As I said before, the resolution of your system clock is a factor in determining how long a quantum really is.  In contemporary x86 and x64 processors, this is usually 15.6 milliseconds and it's set by the HAL, not the OS kernel.  You can see what it's set to for yourself by using a kernel debugger and examining KeMaximumIncrement:

KeMaximumIncrement

Reading the bytes right to left, if you convert 02, 62, 5A to decimal, you will get 156250, which represents about 15.6ms. Don't confuse this value with timer expiration frequency/interval.  The two values are related, but different.

There are a couple of different ways to obtain timer expiration frequency/interval.  One way is with clockres.exe from Sysinternals:

clockres.exe

Notice that the maximum timer interval is the familiar 15.6 milliseconds, which is also my hardware clock interval.  But my current timer interval is 1ms.  Programs running on your system can request system-wide changes to this timer, which is what has happened here.  You can use powercfg.exe -energy to run a power efficiency analysis of your system that will identify processes that have made such requests to increase the resolution of the system timer.  When timer expirations fire at a higher frequency, that causes the system to use more energy, which can be of significant concern on laptops and mobile devices that run on battery power.  In my case, it's usually Google Chrome that asks that the system timer resolution be increased from its default of 15.6ms.  But remember that even when this timer interval changes, it doesn't change the length of thread quantums, as thread quantum calculation is done using the max or base clock interval.

When Windows boots up, it uses the above KeMaximumIncrement value, in seconds, and multiplies it by the processor speed in Hertz, divides it by 3 and stores the result in KiCyclesPerClockQuantum:

KiCyclesPerClockQuantum

Converted to decimal, that is 17151040 CPU cycles.

The other factor in determining the length of a quantum is base processor frequency.  You can obtain this value in several different ways, including using the !cpuinfo command in the debugger: 

!cpuinfo

3.293 GHz is the base frequency of my processor, even though a command such as Powershell's

$(Get-WMIObject Win32_Processor).MaxClockSpeed

would report 3.801 GHz as the maximum frequency.

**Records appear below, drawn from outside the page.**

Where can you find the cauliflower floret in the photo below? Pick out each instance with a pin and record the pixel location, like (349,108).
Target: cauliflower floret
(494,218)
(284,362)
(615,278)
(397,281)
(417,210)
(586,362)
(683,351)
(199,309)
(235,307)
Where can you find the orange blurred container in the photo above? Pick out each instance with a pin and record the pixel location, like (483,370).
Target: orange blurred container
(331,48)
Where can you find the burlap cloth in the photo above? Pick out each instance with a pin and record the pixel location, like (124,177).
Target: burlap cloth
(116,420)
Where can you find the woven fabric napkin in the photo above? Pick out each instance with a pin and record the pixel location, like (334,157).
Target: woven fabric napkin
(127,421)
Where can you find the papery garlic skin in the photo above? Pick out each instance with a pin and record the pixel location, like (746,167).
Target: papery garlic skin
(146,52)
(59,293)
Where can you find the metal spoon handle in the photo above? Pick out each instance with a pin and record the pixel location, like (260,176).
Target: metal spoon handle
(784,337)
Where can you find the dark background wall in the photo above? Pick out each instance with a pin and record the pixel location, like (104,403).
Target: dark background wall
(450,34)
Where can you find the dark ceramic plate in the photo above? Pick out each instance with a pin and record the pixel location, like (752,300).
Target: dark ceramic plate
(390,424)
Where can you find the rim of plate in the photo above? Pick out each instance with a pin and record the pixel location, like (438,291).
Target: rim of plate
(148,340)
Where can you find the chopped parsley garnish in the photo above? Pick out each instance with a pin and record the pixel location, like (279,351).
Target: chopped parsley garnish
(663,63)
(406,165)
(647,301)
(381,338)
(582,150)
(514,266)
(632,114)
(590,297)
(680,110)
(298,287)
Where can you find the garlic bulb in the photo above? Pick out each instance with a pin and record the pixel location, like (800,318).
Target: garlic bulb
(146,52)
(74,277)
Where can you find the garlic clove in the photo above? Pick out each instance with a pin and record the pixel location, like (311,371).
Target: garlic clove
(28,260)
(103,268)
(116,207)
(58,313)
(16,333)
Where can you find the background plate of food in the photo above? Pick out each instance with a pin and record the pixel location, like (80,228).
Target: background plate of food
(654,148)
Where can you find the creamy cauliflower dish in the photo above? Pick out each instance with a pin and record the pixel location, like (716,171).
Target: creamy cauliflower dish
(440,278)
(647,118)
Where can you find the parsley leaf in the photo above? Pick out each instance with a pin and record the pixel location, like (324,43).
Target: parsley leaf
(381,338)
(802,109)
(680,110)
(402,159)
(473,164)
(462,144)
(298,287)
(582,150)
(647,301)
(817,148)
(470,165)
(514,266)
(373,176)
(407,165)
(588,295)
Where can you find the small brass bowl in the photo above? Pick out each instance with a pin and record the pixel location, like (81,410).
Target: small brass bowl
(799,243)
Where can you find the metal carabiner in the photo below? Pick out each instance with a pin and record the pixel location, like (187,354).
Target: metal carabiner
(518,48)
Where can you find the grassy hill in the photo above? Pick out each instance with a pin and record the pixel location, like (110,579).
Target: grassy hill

This is a slightly overclocked Intel i5-2500k.  Now that we have those two pieces of information, all that's left is some good old fashioned arithmetic:

The CPU completes 3,293,000,000 cycles per second, and the max timer interval, as well as the hardware clock resolution, is 15.6 ms.  3293000000 * 0.0156 = 51370800 CPU cycles per clock interval.

1 Quantum Unit = 1/3 (one third) of a clock interval, therefore 1 Quantum Unit = 17123600 CPU cycles.

This is only a tiny, rounding error amount off from the value that is stored in KiCyclesPerClockQuantum.

Assuming that at a rate of 3.293GHz, each CPU cycle is 304 picoseconds, that works out to 5.2 milliseconds per quantum unit.  Since my PC is configured for thread quantums of 2 clock intervals, and each clock interval is 3 quantum units, that means my PC is making a thread scheduling decision about every 31 milliseconds.

Now there's one final complication to this, and that is by using the "Programs" performance setting as opposed to the "Background services" setting, you are also enabling variable length quantums.  Whereas a typically configured server will use fixed-length, 12 clock-interval quantums... but I'll leave off here and if you're interested in knowing more about variable length quantums, I would suggest the book I mentioned at the beginning of this post.